Is it possible to start making more money after just one conversation? Yes, and in this article you’ll learn exactly how.
These steps will help you to better prepare for negotiation concerning your raise, enabling you to have a conversation with your boss confidently.
Step 1. 3 months before the conversation
When it comes to getting a raise, the key is to remember that it shouldn’t be about you. You should think about what you can do for your employer.
Telling them that you need a bigger salary because your expenses have raised is a bad strategy. However, you can explain to them how your efforts have clearly contributed to the company’s growth and ask for fair compensation.

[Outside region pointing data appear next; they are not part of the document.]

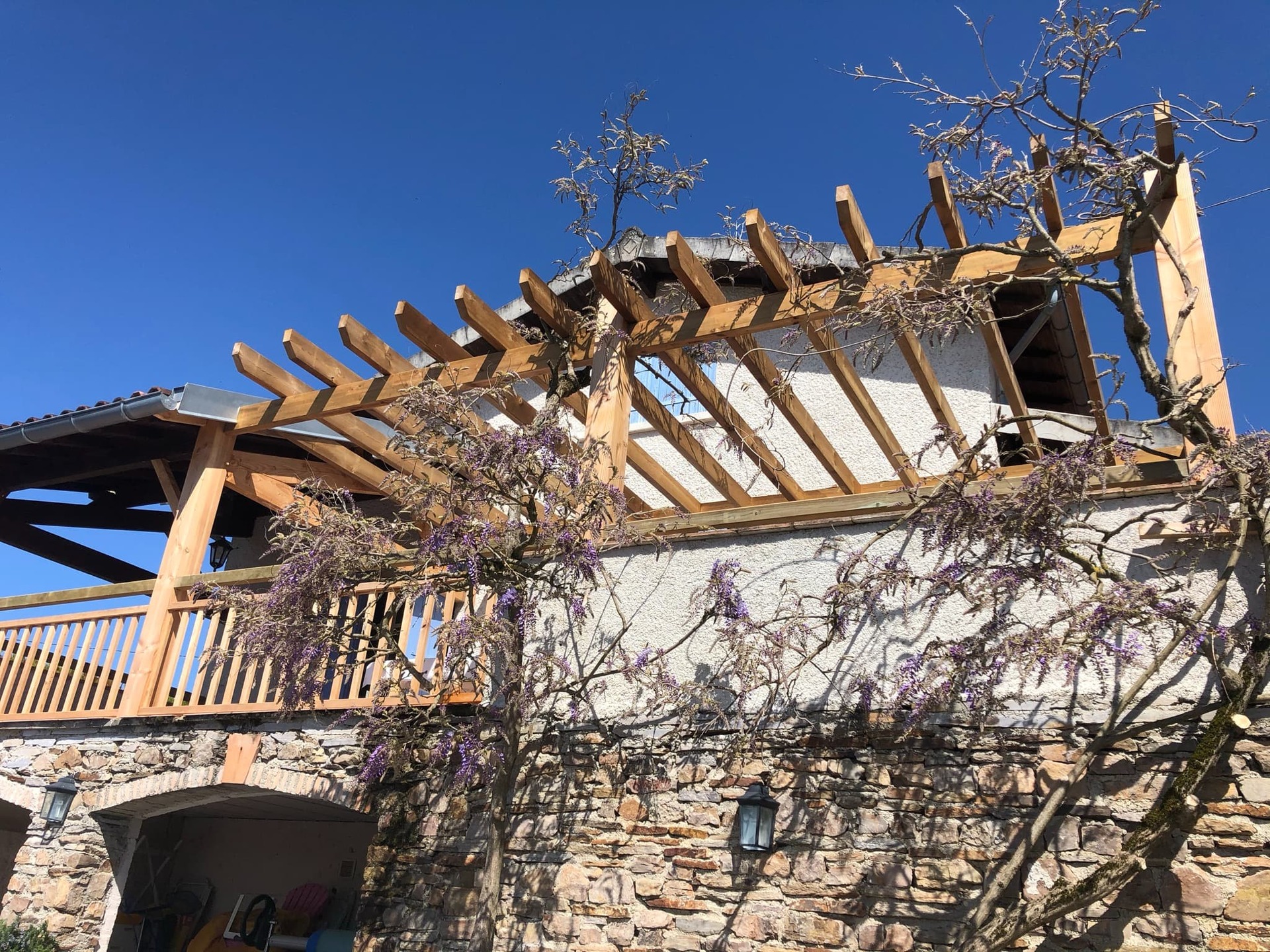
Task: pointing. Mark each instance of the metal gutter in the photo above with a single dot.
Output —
(222, 405)
(89, 419)
(193, 400)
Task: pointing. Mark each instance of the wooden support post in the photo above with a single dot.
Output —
(945, 206)
(183, 555)
(1052, 212)
(609, 411)
(857, 231)
(1166, 146)
(556, 315)
(1198, 350)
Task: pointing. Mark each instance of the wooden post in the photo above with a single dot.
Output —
(1198, 352)
(609, 411)
(185, 554)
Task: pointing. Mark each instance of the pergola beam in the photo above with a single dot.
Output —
(272, 377)
(1085, 243)
(783, 274)
(560, 319)
(702, 288)
(863, 247)
(635, 310)
(499, 332)
(292, 471)
(626, 302)
(349, 397)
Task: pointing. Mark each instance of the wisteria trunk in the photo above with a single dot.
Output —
(489, 903)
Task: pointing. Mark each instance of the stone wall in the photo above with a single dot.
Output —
(884, 841)
(71, 877)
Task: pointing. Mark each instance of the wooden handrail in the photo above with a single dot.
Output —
(65, 597)
(143, 587)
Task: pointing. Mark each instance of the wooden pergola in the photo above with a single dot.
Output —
(349, 403)
(347, 397)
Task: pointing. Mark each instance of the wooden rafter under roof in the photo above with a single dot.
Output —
(789, 298)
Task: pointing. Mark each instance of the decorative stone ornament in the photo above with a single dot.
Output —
(58, 800)
(756, 819)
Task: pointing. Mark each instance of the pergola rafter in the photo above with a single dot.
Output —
(626, 327)
(697, 280)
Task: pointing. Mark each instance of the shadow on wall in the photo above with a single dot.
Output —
(13, 833)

This is the reason why you need to wait three months before asking for a raise, as during this time you’ll track everything connected to your performance and results. The latter is particularly essential, the company’s result is what really matters for your boss.
If it’s difficult to understand the precise results of your work, ask a more experienced colleague to help you out.
Another important thing to do is to ask your boss if there are any ways for you to do your job better. Make sure that your intention to exceed expectations is clear and try to hint about future negotiation on compensation in the future.
- Measure your results using hard numbers if possible.
- Discuss the ways to improve your work performance with your boss.
Step 2. 2 months before the conversation.
Now you should meet your boss one more time to show them the results you’ve been measuring. Here you need to ask what you could do better.
This step is crucial for ensuring that you are on the right track. And even more importantly, you need to communicate a message that you’re a great employee to your boss.
Plus, by this time, you need to establish a goal salary you’d like to achieve. We can’t emphasize enough how important it is to have the exact salary goal in mind during the raise negotiations for them to be successful.
Why? Not only will it make you appear more professional in the eyes of your boss, but it will also help you to have more control over the conversation.
But don’t just run into the office and shout, “I want $100,000 a year!!!”
Rather show them how valuable you are; more on that in the video about the Briefcase Technique.
Before talking to your boss, do research about the average industry pay for what you do. There are some great resources for finding this information:
- Salary.com: This is a website where both employers and job seekers can analyze compensation rates for particular jobs in a huge range of companies.
- Glassdoor.com: This site has an amazingly helpful salary tool that shows you the national average salary for your job and the common rate of compensation in your area.
Other ways of finding out what you should expect include simply googling the information and talking to colleagues.
- Convince your boss that you’ve been working hard and tracking your results. Ask them whether you can improve anything.
- Define the exact salary goal you want to achieve. This will help you to be able to negotiate effectively.
Step 3. 1 month before the conversation
The time has come to finally mention to your boss that you’d like to talk about a raise in a meeting the next month.
Ask what is necessary to make the discussion fruitful and use this information later.
Also, identify problems in the company’s work and try to find ways to solve them.
- Plan a meeting to talk about compensation with your boss.
- Find some problems in your company and try to find the ways to solve them.
Step 4. 2 weeks before the conversation
People lose so much money because they are afraid of negotiations with their bosses. That’s why you need to practice beforehand.
You ask a friend or family member to help you with this.
Prepare responses for these questions and practice answering them:
“What do you expect in terms of salary?”
We’ve talked about this – have a number in mind and the justification for it.
The next thing you’re likely to hear is something like “We can’t afford to pay you more.”
It’s likely to be completely false to discourage you.
“How much do you earn now?”
Here your employer is trying to see whether you’re getting the industry average. Even if you are, prove (using facts) why your performance is better than the average and should be compensated accordingly.
- Find people who can help you practice the negotiations. Make sure to get honest feedback.
- Think about decent answers to the questions you might be asked.
All in all, the ability to negotiate successfully is a skill – you have to practice to be successful at it. Use these tips and prepare well, we’re sure you’ll do just fine!